Gilles Deleuze lo ha definito il più grande film irlandese e non si può non essere d'accordo con una simile definizione. Si tratta forse del mio cortometraggio preferito(e certamente del più significativo mai visto).
Descriverne la trama è relativamente semplice: un uomo - Buster Keaton - cerca di nascondersi dalla vista altrui, sia quest'altro un uomo, un animale o un oggetto inanimato.
Questo perché "esse est percepi", essere è essere percepiti, quindi è necessario occultarsi alla vista altrui per cessare d'essere.

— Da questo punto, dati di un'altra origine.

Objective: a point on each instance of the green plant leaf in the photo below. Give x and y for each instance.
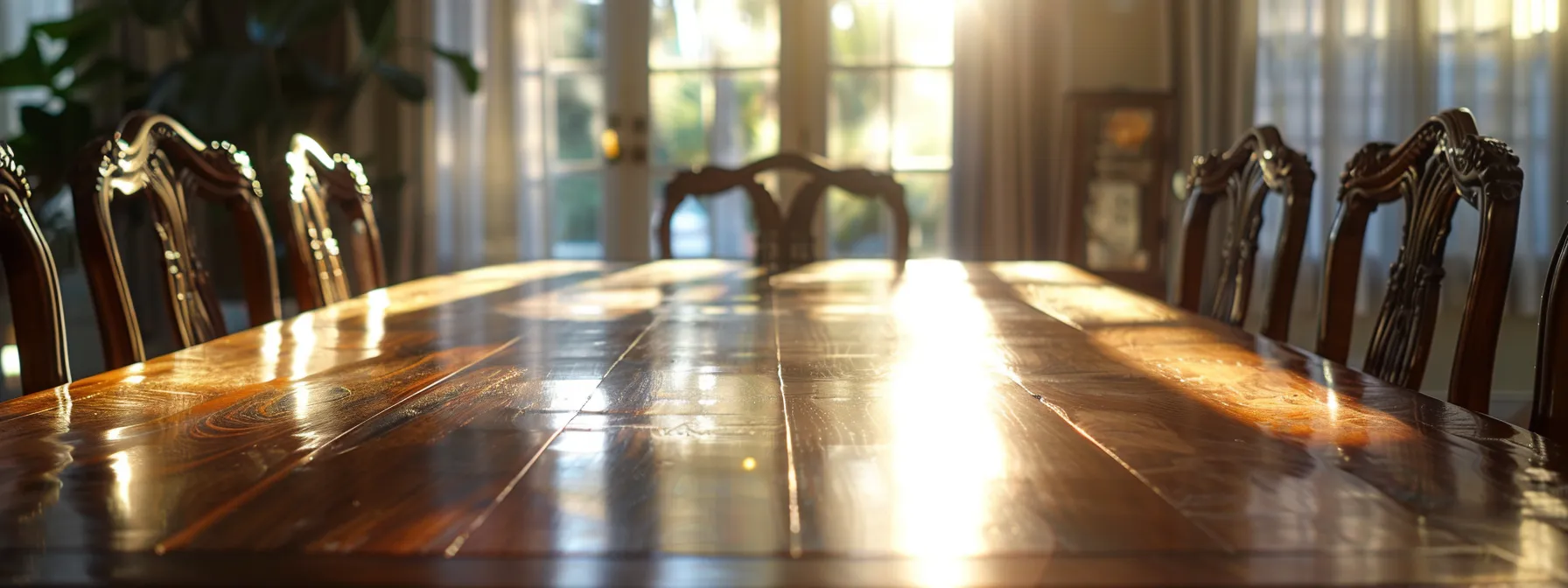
(403, 82)
(25, 67)
(223, 94)
(79, 46)
(463, 65)
(375, 19)
(273, 22)
(158, 13)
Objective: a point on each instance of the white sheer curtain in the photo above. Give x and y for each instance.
(1338, 74)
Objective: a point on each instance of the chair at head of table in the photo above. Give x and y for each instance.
(784, 241)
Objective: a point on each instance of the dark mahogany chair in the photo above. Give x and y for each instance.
(784, 242)
(33, 284)
(799, 243)
(1550, 410)
(710, 180)
(1242, 178)
(1446, 162)
(318, 182)
(156, 158)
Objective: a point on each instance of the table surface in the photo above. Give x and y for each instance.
(700, 422)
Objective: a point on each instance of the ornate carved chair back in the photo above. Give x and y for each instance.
(33, 284)
(799, 243)
(318, 182)
(1550, 410)
(1242, 178)
(1446, 162)
(710, 180)
(158, 158)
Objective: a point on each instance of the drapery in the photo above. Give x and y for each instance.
(1336, 74)
(1004, 110)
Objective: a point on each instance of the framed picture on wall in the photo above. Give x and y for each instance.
(1116, 186)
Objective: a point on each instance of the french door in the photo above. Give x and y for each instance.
(615, 96)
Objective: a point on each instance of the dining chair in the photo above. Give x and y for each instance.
(154, 158)
(786, 242)
(33, 283)
(1550, 408)
(1242, 178)
(710, 180)
(318, 182)
(797, 241)
(1443, 164)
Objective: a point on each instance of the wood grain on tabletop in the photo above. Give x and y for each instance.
(701, 422)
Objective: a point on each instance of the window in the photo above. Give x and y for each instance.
(679, 83)
(712, 99)
(891, 107)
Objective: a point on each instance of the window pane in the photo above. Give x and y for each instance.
(858, 120)
(926, 195)
(579, 110)
(857, 226)
(924, 30)
(922, 120)
(579, 29)
(678, 104)
(858, 32)
(576, 217)
(734, 33)
(746, 116)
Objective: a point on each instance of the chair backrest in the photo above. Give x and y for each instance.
(1446, 162)
(318, 182)
(156, 158)
(1243, 176)
(797, 241)
(37, 311)
(710, 180)
(1550, 410)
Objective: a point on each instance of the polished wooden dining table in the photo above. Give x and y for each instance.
(701, 422)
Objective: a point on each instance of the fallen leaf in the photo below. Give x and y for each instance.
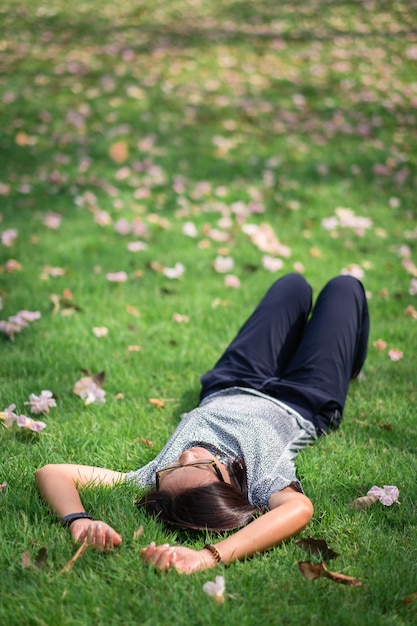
(410, 598)
(70, 564)
(119, 151)
(160, 404)
(138, 533)
(26, 559)
(41, 558)
(386, 426)
(132, 311)
(216, 589)
(317, 547)
(363, 502)
(311, 571)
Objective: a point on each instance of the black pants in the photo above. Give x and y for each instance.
(306, 362)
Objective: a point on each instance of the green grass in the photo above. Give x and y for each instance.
(292, 108)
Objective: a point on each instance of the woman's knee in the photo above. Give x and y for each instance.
(295, 284)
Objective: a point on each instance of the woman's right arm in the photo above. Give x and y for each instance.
(59, 484)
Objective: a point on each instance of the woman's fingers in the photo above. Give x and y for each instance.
(99, 535)
(162, 557)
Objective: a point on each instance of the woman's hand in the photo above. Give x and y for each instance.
(98, 534)
(184, 560)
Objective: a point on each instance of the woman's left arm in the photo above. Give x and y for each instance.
(289, 512)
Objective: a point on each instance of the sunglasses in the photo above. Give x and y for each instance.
(171, 468)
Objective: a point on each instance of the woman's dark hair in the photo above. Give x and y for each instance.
(216, 507)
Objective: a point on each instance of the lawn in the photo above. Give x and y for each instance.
(162, 163)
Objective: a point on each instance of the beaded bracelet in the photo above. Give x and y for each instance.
(67, 520)
(214, 551)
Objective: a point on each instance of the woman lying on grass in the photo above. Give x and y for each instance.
(279, 385)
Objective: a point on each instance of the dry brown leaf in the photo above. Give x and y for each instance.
(26, 559)
(311, 571)
(99, 378)
(385, 426)
(363, 502)
(119, 151)
(411, 598)
(138, 533)
(132, 311)
(159, 404)
(317, 547)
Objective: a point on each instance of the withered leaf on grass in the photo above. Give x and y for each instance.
(159, 404)
(138, 533)
(363, 502)
(64, 304)
(95, 378)
(70, 564)
(311, 571)
(411, 598)
(39, 561)
(317, 547)
(385, 426)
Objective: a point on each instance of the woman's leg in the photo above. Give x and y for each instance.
(267, 341)
(332, 351)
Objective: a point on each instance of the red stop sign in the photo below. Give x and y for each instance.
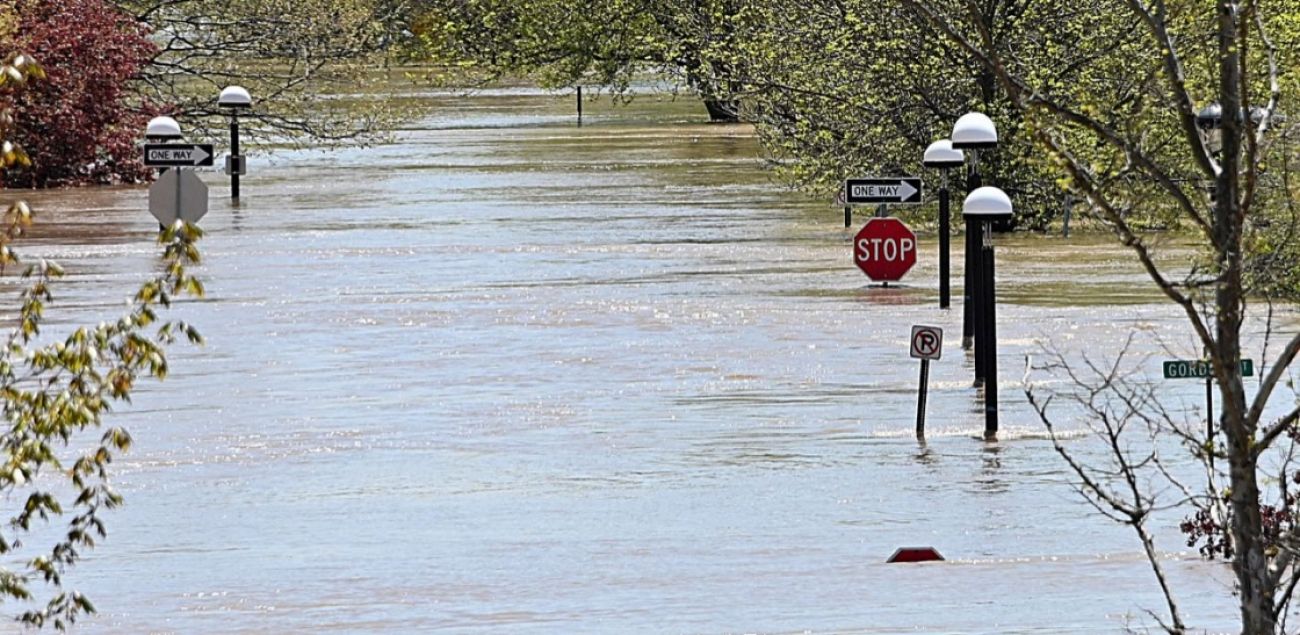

Questo riprende il concetto del filosofo Berkeley, secondo cui noi esistiamo fintantoché esiste qualcuno a percepirci.
Ma è un tentativo fallimentare quello di oscurarsi del tutto: il protagonista alla fine, dopo essersi sbarazzato d'ogni oggetto, perfino delle foto(del suo passato)e delle immagini sacre(Dio vede tutto), resta solo con se stesso ed è inevitabile il confronto con il proprio Io(che è la macchina da presa, alternativamente: il protagonista ha un occhio bendato, perché l'altro è rappresentato dalla cinepresa, monoculare).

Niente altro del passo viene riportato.